Saturday, September 24, 2011

Catholic Guilt

The ability to recognize one’s guilt is an essential element of man’s psychological makeup. The guilt feeling that shatters a conscience’s false calm and the criticism made by my conscience of my self-satisfied existence are signals that we need just as much as we need the physical pain that lets us know that our normal vital functions have been disturbed.
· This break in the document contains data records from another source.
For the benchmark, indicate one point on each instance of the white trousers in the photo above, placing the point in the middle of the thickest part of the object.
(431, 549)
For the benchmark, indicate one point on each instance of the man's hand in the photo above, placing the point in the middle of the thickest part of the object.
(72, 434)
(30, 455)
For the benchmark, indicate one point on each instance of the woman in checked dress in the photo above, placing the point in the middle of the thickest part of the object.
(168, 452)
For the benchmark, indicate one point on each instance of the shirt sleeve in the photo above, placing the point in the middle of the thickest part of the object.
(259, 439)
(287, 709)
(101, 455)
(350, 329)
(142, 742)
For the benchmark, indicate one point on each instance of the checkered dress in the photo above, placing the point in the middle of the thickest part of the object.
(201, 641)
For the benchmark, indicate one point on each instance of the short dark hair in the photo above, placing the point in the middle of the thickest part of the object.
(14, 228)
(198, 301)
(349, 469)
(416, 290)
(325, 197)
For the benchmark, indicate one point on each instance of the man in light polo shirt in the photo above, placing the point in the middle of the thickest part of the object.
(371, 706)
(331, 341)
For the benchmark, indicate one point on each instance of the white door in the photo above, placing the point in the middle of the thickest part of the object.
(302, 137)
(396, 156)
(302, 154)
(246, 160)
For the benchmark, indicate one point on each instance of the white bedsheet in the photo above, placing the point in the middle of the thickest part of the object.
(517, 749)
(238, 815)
Values in a Time of Upheaval, 80

Reflection – Oh, that Catholic guilt! That’s what everyone knows about Catholics, right? Guilt ridden, shame-filled neurotics, one and all!
I don’t know. I’m Catholic (in case you didn’t know…) and I can’t say I’ve been overly troubled with neurotic guilt in my life. Growing up in the 70s and 80s, in a Church climate where little moral instruction was given us (frankly), and the fear of God’s judgment and Hell was virtually non-existent, I’ve actually had to spend much of my adult Catholic life working on developing my conscience and having a proper sense of sin.
Maybe I’m weird. But I really don’t think so. When I hear Catholics of my generation or younger going on about their neurotic Catholic guilt, it makes me wonder, really. Where does that come from? Because it doesn’t come from the kind of instruction we received in our parishes and schools, for the most part. The corner of the Catholic Church I grew up in was a pretty conservative backwater in my day (I mean that in a nice way), and even so there was precious little indoctrination about sin and hell there.
I guess the bigger question might be where guilt, period, comes from, Catholic or otherwise. And is it always neurotic? Is there a proper place for guilt feelings, and what might it be, and what are we to do with them?
This quote from Ratzinger is very helpful, in a nice concise way. By comparing it to physical pain he helps us see what guilt is for. None of us would like to be unable to experience physical pain, I would imagine. We all know that pain is nature or God’s way of giving us immediate information that something has gone wrong in our bodies, so that we can do something different or take care of ourselves in whatever way we need to.
Guilt is a form of pain, but not a bodily pain that tells us our physical plant has gone wrong. It is a moral pain that tells us we have done or are doing something wrong.
Now with physical pain, what do we do? We analyze the pain. We try to figure out what is causing it. We evaluate how serious it is. If we are unsure, we consult an expert (a doctor). And we decide if it’s just something we have to live with or if there is something we can do differently to feel better.
The moral pain of guilt is the same – we are to use our minds to evaluate this feeling. What have I done or not done? Is it truly wrong? How serious a wrong is it? Do we need to consult someone about it? And then, the magic question, ‘what am I to do differently’? In other words, what do I need to repent of?
Guilt can be misplaced or exaggerated or erroneous in some other way. And if we are always suffering from misplaced or exaggerated guilt, we are indeed neurotic, whether we’re Catholic or not! But, as we know not to ignore physical pain (lest we end up prematurely dead), we shouldn’t ignore or stuff down our guilt, either, lest we end up spiritually dead. The feeling of guilt means something has gone wrong in our lives, pure and simple. So, let’s make it right.